01/19/2011 04:07 pm ET Updated May 25, 2011

How Big Is Too Big?

Forty years ago, the federal government ruled that broadcast networks could no longer own cable systems or syndicate their own programming to television stations after they had appeared on the network. CBS, which owned cable systems in many areas of America and was a major force in program syndication, was forced to spin off both divisions in a new company called Viacom. The government believed that network broadcasters were too big, had too much influence, and that their control over media must be restricted.
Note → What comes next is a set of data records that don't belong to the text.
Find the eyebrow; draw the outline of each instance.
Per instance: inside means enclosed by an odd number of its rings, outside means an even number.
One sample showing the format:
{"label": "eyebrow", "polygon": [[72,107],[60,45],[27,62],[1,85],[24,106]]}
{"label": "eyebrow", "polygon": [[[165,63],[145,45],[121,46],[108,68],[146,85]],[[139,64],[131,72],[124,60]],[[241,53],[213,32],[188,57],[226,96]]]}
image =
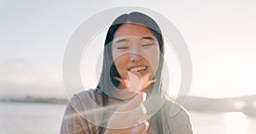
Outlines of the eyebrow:
{"label": "eyebrow", "polygon": [[154,38],[151,37],[151,36],[143,36],[143,37],[142,37],[141,40],[143,40],[143,39],[146,39],[146,40],[154,40]]}
{"label": "eyebrow", "polygon": [[129,40],[128,40],[128,39],[120,39],[120,40],[116,41],[116,42],[114,42],[114,44],[119,43],[119,42],[129,42]]}
{"label": "eyebrow", "polygon": [[[145,39],[145,40],[154,40],[154,38],[151,37],[151,36],[143,36],[140,40],[143,40],[143,39]],[[114,42],[114,44],[119,43],[120,42],[129,42],[129,40],[128,39],[120,39],[120,40],[116,41]]]}

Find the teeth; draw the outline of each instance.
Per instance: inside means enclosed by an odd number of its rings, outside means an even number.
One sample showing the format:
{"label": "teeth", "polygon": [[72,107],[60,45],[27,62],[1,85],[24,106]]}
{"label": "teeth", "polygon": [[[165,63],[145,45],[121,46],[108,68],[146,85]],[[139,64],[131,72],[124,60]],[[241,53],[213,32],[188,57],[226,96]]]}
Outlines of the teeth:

Today, the FCC ruled that Comcast, by far the largest of all cable system companies with more than 22 million subscribers, can take control of NBC Universal, Inc. NBC Universal not only owns a broadcast network, but also owns Universal Motion Pictures, cable programming networks like USA, MSNBC, CNBC, SyFy, Bravo, as well as the Weather Channel and the Spanish language network Telemundo, in additional to ten broadcast television stations, many of them in the largest markets in the United States. It is apparent that the FCC no longer believes that combining the largest cable company in America with one of the largest television networks in America poses a problem. The combination will not, in the eyes of the FCC, have too much influence.

What has happened in the last forty years? Some television executives believe that the Nixon Administration restrictions were politically motivated--the Administration revenging itself on the three broadcast networks, which had criticized the President about the Vietnam War. But others say the networks were just way too big (they controlled radio as well as TV) and had to be reined in. If that's the case, let's look at existing conditions:

Over the last forty years, since the networks were reined out of the cable business, the cable network audience has grown larger than the audience of the four major American networks combined. Comcast owns about one fifth of the homes in that cable audience, and will shortly own cable networks that average 5% of all cable watching. Somehow or other, that seems to me like something big enough to worry about. It's a company that will be able to offer more viewers to advertisers than any other company in America. It's a company that controls world-class programming, movies, broadcast and cable, and has the power to sell it at prices it sets to delivery systems throughout the world.

Nothing like it has ever been seen before, and I think it's too big to be trusted to do good.